菜穂実さんの連載小説『ケータイ小説!』(第28回)をアップしましたぁ。『ケータイ小説!』、終盤になって奇々怪々と申しませうか、ジェットコースター的な展開になってまひりました。菜穂実さんからは、『今月の小説だぉ~』という短文付き添付メールくらいしか来なくて不肖・石川も情報を持っていないのですが、うまいなぁ~と感心しますです。
小説の書き方はいくつかあります。代表的なのは『わたし』を語り手とする一人称一視点小説と、『彼/彼女/人名』を主人公にする三人称一視点小説です。一人称一視点は主に特定個人の内面を描きたい時に使用されます。私小説などはたいてい一人称一視点です。私小説的な書き方では人間心理を掘り下げることはできますが、窮屈な書き方なので自ずから短・中篇小説になりがちです。
三人称一視点でも、視点が『彼/彼女/人名』から抜け出ない場合は基本的に一人称一視点と変わりません。しかし『彼/彼女/人名』を主人公にしながらも、地の部分で作家の言葉を目立たない形でスリップさせることができます。一人称一視点よりは融通の利く書き方ですが、これでも不自由だなと感じる作家は三人称複数視点を使ったり、一人称一視点部分と三人称一視点を混在させた書き方をしたりします。
小説の場合、視点を固定した方が作品の安定度は増します。そのため小説初心者は、一人称一視点か三人称一視点できっちり作品を書く場合が多い。三人称複数視点や一人称一視点と三人称一視点の混在は、少しテクニックがいりますので、基本的な書き方に慣れていないと難しいわけです。
菜穂実さんの『ケータイ小説!』は一人称一視点で制約が多い書き方なのですが、それを全く感じさせない。むしろオーソドックスな一人称一視点や三人称一視点小説よりも自由な感じがします。

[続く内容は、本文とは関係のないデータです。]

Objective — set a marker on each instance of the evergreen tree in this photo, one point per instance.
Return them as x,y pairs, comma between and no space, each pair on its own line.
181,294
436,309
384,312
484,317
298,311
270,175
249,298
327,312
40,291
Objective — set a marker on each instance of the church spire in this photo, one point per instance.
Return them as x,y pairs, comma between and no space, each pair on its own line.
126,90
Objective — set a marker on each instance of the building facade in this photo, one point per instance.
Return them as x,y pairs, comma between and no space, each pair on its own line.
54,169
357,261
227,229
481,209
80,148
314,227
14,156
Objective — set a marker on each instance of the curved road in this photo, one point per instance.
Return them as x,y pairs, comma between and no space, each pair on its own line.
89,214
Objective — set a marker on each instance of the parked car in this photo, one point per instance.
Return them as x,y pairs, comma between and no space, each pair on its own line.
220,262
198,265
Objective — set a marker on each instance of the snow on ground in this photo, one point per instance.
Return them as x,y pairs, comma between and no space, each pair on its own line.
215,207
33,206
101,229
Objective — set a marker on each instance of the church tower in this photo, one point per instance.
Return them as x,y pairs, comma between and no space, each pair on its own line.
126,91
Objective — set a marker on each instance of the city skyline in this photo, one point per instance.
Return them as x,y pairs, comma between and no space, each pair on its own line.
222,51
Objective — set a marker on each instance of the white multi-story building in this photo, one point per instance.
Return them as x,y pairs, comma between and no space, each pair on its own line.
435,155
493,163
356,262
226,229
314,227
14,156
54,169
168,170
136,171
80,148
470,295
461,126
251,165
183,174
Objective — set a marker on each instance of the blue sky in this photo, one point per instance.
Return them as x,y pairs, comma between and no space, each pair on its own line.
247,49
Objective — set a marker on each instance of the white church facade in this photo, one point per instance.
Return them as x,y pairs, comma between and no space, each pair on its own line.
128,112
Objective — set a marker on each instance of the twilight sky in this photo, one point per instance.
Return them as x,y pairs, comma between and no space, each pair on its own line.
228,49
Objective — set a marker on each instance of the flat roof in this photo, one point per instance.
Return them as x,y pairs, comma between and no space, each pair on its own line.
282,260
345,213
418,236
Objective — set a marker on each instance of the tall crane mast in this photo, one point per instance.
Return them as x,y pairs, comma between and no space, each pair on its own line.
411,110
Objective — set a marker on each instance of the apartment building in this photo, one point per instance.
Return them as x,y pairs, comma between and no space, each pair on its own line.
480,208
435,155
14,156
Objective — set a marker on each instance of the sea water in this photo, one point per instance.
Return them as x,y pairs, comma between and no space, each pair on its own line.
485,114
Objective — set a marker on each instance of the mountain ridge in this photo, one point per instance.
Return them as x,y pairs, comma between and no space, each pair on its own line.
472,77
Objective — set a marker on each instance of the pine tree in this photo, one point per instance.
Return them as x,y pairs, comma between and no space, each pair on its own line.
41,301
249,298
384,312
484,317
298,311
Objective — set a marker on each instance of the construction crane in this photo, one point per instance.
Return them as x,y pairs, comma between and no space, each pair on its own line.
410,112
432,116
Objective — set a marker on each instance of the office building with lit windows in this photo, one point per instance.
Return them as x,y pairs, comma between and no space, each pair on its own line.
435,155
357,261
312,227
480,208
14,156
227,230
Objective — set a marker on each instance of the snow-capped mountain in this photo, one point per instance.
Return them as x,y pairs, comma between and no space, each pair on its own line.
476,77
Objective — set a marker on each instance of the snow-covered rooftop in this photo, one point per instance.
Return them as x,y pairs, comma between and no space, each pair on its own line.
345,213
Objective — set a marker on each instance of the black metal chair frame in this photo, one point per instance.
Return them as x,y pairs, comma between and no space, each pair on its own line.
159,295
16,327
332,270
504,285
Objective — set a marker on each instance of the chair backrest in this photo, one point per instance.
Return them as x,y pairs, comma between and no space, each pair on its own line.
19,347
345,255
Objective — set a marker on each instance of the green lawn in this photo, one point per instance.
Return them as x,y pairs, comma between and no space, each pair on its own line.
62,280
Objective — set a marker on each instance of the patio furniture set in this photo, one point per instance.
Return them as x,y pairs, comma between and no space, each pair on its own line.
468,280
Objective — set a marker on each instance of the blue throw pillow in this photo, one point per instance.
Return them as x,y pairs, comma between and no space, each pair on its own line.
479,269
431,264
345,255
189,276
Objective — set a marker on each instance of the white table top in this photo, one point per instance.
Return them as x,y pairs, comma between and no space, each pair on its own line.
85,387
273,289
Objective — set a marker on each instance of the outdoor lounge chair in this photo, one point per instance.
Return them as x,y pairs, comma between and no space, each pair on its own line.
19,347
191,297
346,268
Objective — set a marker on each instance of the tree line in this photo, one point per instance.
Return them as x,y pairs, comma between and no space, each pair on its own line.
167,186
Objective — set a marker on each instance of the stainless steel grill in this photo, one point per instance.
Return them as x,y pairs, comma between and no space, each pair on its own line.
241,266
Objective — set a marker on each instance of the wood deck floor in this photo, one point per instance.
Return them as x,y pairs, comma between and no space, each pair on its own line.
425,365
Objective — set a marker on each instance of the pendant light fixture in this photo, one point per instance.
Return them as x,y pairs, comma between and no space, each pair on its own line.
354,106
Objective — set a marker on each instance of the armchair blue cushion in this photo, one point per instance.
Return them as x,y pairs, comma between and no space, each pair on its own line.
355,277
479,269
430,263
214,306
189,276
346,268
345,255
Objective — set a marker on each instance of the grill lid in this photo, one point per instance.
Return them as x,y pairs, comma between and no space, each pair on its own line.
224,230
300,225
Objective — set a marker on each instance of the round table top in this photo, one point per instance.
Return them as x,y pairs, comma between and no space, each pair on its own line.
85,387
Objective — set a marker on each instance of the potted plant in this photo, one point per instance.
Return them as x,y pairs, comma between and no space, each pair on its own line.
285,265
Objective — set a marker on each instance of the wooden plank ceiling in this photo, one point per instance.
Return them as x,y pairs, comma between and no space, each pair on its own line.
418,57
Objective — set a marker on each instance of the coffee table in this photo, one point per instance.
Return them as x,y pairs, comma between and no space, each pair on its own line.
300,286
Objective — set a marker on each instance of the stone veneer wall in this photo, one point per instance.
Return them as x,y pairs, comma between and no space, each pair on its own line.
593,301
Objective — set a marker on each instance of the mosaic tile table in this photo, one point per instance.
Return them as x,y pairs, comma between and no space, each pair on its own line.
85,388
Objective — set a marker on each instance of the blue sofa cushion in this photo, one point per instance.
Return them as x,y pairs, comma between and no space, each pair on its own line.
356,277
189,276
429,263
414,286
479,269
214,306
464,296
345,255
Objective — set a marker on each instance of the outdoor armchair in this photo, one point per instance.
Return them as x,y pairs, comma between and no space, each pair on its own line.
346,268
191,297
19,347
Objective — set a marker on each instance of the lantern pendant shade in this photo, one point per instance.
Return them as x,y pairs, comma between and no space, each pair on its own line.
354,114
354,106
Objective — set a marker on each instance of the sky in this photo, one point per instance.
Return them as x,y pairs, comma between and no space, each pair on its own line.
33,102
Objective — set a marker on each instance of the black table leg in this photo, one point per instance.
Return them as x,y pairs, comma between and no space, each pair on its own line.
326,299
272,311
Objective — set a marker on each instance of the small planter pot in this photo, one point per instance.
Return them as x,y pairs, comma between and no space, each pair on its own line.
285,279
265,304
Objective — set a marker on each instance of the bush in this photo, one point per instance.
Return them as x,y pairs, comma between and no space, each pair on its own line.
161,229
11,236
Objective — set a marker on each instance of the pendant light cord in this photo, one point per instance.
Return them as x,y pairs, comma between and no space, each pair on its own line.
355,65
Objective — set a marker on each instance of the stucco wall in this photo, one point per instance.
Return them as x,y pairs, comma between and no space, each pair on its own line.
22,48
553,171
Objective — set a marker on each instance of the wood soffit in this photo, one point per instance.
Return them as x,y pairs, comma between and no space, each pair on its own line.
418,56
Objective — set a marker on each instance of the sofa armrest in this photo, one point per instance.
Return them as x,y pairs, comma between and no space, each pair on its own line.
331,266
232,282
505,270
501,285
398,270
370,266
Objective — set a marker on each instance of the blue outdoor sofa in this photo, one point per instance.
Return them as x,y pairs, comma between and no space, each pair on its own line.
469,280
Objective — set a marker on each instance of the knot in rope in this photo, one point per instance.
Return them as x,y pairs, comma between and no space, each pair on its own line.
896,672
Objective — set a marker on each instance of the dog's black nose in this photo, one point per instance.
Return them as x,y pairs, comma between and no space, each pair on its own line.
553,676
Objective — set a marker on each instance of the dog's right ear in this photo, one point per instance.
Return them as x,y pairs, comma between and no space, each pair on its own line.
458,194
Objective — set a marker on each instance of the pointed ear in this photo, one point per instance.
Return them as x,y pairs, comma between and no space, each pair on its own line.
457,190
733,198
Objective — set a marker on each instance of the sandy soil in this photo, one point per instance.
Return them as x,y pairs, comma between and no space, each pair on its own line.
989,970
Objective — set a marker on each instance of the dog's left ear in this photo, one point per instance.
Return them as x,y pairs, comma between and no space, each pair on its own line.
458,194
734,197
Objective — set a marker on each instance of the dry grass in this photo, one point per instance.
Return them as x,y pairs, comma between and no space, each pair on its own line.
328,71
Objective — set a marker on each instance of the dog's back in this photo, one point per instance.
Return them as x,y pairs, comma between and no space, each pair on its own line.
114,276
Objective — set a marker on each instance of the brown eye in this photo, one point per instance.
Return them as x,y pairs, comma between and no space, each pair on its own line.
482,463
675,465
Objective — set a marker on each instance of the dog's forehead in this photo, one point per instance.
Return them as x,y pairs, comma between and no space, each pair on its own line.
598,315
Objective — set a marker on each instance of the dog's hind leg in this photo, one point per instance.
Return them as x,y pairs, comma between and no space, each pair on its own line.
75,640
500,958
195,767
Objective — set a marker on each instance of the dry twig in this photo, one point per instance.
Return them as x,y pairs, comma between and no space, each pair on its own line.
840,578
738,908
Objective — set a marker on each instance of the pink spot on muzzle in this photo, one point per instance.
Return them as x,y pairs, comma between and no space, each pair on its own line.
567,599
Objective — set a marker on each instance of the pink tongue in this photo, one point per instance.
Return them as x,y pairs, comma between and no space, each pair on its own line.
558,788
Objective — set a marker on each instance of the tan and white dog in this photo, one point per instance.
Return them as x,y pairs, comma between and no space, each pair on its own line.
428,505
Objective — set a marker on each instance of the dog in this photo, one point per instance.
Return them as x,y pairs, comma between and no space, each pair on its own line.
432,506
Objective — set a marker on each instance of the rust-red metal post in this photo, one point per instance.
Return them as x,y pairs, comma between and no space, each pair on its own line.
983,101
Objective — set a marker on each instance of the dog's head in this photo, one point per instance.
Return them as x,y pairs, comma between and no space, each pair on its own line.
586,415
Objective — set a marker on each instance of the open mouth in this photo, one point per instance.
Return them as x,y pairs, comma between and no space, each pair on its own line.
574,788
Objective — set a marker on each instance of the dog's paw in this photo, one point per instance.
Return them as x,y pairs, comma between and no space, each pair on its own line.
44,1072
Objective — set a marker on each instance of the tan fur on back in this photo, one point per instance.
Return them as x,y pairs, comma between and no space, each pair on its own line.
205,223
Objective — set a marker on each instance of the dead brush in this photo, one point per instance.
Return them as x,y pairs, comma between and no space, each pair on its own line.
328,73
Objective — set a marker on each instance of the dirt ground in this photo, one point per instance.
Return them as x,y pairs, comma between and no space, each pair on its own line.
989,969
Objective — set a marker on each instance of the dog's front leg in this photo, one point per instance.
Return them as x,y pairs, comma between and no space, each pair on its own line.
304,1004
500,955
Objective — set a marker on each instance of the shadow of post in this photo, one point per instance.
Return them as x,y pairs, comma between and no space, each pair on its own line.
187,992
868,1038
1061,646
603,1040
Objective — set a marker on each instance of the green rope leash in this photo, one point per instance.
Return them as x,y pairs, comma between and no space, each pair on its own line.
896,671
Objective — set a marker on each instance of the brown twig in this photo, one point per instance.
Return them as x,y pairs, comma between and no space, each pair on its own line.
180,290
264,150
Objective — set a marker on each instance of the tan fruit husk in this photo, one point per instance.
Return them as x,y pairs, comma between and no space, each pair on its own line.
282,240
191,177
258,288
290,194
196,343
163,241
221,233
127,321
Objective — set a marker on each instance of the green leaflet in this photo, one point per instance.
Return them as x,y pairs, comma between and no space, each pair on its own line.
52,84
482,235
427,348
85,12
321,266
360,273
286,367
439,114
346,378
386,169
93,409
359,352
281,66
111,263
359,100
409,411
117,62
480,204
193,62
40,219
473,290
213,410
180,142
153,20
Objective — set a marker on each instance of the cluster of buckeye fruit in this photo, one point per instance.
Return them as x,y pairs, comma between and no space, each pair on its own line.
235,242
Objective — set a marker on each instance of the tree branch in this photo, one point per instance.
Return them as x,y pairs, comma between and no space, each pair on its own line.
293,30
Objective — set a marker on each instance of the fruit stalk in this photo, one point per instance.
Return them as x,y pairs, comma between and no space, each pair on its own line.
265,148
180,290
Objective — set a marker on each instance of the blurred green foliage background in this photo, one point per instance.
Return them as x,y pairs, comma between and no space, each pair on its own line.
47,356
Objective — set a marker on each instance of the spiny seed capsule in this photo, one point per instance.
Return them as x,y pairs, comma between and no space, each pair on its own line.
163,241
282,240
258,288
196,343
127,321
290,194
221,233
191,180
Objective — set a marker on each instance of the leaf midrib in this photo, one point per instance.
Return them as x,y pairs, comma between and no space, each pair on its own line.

いわゆる〝ケータイ小説〟と呼ばれるジャンルは、通過儀礼的なライトノベルの一形態として捉えられがちです。しかし菜穂実さんの小説を読んでいて、そうぢゃないかもしれないと石川は思い始めました。ケータイ小説の存在理由は、菜穂実さんが実践されているような軽さ、自由さを意識的に追求するところにあるやもしれませぬぅ~。